Over the last two years, U.S. Army civil affairs teams from CJTF-HOA have assisted with the development of TAWA game wardens in their efforts to mitigate illicit trade of natural resources and develop governance mechanisms and incentives to bring trade into the market. Most recently, they’ve focused on honing the game wardens’ field and medical skills, information collection and civil engagement capabilities. All of these efforts are in line with a CJTF-HOA key task of building partner nations’ security capabilities and capacity, thereby promoting regional stability and prosperity.
"Illicit trafficking is a problem which affects all of East Africa,” said U.S. Army Capt. Robert Kobold, the CJTF-HOA civil affairs team leader in Tanzania. “The movement of illegal goods damages the legitimacy of governments and is a source of violence and instability, especially in border regions.”
During his visit with the civil affairs battalion, Furness met with the TAWA leadership to better understand the operation and hear their operational challenges.

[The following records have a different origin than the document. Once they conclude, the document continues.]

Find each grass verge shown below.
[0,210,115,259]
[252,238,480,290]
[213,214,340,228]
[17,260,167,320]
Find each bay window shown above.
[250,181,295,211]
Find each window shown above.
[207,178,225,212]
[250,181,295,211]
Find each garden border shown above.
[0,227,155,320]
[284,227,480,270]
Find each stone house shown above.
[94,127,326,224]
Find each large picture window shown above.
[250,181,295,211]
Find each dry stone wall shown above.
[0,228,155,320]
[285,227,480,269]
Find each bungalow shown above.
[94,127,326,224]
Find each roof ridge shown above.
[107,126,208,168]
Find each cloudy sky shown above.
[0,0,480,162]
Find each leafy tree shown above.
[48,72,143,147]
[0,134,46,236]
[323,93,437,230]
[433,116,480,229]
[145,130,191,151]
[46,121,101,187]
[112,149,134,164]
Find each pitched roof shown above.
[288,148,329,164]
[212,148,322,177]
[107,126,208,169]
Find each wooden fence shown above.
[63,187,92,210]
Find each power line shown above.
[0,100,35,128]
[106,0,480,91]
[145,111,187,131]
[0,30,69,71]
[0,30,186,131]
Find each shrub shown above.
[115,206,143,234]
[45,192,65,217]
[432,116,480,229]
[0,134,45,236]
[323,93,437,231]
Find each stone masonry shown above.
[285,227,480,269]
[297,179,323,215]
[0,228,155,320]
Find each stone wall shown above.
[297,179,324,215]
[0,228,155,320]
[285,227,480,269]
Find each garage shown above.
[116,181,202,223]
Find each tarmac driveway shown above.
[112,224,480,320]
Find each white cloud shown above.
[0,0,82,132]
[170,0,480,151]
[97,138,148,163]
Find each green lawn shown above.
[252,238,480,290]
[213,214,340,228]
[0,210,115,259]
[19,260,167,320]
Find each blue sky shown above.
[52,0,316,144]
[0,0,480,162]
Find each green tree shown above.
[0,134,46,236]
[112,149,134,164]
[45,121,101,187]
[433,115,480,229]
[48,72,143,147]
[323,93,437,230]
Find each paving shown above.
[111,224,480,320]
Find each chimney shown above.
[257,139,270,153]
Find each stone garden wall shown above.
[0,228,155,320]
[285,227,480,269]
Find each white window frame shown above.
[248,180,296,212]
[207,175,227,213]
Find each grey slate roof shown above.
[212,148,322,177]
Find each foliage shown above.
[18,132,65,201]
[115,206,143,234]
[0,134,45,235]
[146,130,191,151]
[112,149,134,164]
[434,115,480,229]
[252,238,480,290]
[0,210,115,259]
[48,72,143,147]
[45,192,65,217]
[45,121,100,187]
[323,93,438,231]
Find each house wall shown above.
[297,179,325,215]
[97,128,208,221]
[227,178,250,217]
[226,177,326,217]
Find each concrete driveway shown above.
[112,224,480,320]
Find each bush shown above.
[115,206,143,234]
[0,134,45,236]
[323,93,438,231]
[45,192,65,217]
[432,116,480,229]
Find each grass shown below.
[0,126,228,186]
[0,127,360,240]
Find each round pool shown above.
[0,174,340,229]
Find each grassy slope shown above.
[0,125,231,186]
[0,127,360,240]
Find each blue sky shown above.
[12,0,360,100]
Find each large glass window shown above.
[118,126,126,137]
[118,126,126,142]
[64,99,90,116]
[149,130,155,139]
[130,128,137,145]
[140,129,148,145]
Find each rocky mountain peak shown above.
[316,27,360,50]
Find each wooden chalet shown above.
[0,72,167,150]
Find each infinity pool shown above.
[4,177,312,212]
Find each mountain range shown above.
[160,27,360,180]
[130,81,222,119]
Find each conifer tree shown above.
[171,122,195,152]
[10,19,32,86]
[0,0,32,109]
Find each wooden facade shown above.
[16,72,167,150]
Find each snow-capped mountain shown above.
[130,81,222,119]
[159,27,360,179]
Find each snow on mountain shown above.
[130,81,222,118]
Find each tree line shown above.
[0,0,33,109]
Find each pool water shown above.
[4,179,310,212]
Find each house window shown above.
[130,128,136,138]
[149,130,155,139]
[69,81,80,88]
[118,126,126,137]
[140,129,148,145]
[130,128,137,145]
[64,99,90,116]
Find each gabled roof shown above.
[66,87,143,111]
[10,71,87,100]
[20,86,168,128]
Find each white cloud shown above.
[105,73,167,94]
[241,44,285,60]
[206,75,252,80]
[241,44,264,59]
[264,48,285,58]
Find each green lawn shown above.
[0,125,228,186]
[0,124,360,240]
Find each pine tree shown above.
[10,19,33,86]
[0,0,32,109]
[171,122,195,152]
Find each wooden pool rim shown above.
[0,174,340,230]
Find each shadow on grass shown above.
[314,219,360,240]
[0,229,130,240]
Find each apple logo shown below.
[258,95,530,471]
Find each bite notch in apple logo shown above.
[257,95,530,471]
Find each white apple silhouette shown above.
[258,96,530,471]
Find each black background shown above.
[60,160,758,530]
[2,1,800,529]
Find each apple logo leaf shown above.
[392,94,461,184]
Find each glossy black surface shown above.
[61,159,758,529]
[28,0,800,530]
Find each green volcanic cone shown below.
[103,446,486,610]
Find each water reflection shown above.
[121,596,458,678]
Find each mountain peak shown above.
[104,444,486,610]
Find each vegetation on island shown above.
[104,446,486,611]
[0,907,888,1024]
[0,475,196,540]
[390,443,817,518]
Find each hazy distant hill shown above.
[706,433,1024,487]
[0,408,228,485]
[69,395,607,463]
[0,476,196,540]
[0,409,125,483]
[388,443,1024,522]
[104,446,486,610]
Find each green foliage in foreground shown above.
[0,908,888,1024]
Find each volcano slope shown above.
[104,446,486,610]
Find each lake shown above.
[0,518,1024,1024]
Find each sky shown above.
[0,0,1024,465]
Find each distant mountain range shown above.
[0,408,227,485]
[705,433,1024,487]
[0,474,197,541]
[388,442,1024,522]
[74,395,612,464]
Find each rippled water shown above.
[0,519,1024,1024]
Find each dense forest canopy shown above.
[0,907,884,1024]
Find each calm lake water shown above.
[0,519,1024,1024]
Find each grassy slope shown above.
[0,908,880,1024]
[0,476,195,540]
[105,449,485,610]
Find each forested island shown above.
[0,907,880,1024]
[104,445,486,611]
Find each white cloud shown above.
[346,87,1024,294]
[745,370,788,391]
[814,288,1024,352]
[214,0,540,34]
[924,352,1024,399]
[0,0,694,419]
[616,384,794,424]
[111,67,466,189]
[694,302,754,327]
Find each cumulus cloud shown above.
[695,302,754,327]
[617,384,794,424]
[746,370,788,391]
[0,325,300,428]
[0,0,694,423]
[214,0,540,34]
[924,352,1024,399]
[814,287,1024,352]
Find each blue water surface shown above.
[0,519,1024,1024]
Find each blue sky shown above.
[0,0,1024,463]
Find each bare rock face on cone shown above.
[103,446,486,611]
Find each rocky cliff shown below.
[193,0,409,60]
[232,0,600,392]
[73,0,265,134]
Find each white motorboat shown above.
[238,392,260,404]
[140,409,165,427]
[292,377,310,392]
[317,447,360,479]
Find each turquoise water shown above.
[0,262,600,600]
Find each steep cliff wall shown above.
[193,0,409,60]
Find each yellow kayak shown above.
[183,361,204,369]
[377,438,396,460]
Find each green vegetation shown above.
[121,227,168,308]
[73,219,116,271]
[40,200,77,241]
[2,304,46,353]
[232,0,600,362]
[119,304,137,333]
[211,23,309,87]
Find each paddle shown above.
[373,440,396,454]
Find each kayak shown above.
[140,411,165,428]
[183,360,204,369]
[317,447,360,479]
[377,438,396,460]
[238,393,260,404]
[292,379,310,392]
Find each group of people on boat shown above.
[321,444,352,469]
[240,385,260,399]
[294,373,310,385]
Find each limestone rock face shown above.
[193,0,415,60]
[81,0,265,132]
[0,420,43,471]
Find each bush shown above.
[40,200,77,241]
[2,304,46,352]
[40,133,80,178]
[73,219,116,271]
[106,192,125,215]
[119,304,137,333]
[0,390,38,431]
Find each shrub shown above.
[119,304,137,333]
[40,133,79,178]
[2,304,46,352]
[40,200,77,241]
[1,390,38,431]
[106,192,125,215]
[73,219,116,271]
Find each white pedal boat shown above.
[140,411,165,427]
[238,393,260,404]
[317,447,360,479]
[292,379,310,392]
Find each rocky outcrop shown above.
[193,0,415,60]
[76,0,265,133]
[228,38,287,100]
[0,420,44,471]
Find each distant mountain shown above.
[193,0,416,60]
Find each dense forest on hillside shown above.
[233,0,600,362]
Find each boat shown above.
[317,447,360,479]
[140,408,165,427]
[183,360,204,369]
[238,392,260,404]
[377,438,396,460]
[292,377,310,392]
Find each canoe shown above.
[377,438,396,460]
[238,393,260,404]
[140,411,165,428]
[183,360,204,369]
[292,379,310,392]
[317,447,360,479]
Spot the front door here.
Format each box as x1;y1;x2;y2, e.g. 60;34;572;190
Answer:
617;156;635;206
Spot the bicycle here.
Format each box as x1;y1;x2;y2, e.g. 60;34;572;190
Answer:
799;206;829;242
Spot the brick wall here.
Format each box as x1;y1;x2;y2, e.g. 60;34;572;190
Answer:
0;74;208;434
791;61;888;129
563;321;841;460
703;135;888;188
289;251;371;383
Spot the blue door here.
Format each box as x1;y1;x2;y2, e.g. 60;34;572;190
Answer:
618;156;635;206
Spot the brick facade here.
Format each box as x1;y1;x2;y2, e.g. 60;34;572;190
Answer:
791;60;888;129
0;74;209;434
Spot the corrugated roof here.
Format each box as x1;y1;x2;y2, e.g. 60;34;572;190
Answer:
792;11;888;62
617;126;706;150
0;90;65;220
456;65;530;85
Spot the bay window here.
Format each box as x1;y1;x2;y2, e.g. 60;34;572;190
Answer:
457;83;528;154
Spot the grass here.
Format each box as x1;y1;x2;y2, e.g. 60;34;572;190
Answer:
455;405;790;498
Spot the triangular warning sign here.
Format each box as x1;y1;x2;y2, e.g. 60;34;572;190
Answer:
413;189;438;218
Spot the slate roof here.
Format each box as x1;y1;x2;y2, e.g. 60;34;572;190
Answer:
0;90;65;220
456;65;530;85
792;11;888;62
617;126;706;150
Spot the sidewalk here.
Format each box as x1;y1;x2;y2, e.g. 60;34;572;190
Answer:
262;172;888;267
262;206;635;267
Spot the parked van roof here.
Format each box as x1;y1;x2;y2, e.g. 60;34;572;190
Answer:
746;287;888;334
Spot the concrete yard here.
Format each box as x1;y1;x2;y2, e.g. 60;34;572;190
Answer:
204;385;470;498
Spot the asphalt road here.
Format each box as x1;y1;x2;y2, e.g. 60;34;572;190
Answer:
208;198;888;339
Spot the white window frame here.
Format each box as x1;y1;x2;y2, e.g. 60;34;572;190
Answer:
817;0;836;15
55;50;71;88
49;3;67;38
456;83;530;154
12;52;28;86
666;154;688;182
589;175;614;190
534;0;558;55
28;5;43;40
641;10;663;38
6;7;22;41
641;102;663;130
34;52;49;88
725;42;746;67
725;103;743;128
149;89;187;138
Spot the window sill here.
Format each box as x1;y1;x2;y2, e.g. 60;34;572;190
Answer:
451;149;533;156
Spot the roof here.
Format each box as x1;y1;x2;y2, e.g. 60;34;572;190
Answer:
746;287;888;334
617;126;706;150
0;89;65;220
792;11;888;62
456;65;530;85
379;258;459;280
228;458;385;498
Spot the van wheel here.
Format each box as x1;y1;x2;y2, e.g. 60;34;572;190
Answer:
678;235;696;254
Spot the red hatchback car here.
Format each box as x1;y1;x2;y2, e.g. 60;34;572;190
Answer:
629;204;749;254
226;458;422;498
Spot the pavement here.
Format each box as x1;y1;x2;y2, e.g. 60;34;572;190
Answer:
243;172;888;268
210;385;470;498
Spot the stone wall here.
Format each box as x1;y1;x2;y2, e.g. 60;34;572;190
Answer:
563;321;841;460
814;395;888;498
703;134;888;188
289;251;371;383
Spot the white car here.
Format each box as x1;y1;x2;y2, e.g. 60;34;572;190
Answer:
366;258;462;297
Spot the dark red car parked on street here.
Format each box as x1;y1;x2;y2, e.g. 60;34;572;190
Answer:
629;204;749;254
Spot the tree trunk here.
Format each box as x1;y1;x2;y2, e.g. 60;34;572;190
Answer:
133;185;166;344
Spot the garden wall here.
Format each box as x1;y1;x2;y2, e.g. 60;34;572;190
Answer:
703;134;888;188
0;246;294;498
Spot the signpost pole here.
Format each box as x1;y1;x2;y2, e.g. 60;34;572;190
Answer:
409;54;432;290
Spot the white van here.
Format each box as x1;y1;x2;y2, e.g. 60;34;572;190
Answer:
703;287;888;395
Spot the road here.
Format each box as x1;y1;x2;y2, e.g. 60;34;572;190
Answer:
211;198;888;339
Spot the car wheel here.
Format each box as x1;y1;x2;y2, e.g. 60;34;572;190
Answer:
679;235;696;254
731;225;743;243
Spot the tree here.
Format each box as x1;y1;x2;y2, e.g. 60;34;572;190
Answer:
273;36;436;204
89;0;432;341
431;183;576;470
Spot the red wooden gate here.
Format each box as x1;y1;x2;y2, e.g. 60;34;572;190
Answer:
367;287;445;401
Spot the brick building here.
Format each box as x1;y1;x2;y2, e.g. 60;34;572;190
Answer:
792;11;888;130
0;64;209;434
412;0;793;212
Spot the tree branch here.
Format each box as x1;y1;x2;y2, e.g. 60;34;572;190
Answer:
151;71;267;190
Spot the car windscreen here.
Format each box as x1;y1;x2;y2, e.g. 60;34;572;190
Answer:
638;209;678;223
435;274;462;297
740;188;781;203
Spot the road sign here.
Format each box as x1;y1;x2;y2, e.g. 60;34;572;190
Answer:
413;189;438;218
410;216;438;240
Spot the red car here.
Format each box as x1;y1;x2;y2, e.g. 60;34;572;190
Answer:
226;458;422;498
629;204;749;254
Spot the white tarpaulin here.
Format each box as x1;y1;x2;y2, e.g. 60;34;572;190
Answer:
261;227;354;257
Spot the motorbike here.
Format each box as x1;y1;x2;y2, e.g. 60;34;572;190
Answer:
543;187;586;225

Briefers explained that, while game hunting in protected areas is among the most common issues in the region, other key areas are illicit trafficking of ivory, timber and honey poaching.
Some of the challenges discussed included the difficulty in guarding a large amount of land with limited resources and travel obstacles due to flooding. Game wardens also identified methods poachers use to evade reprisal, as well how some use canoes or bicycles to reach areas inaccessible by motorized vehicles.
One way in which CJTF-HOA is assisting is in the instruction of basic medical skills, focusing on basic lifesaving skills in austere conditions. Using sticks and torn rags, they explained how to create splints for broken legs and slings to demobilize a broken arm.
“Medical response for austere environments increases the confidence for the wardens to complete their mission safely,” commented U.S. Army medic Staff Sgt. Daniel Hauser, one of the civil affairs trainers.
He further explained that initial medical capability assessments indicated the game wardens lack the medical equipment and up-to-date practices. Functioning in an environment hours removed from an established medical facility, a medical program was developed to demonstrate how the TAWA can use local resources for emergency care.
Through cooperation with the Tanzanian government, U.S. Embassy-Tanzania, U.S. Africa Command and CJTF-HOA, the CJTF-HOA civil affairs Soldiers and TAWA game wardens are maximizing their capabilities and coordinating their efforts for successful joint operations – now and into the future.
“We are excited to maintain a relationship with TAWA and hope to continue working with them to improve their training and practices for many years to come, “said Kobold. “The TAWA leadership wants to develop their own instructors, and they hope to have joint U.S. military-TAWA teaching teams working together in the next year. Luckily, civil affairs teams have the right personnel, with a mixture of military and civilian experience, to provide the targeted knowledge and experience needed to continue making this mission a success.”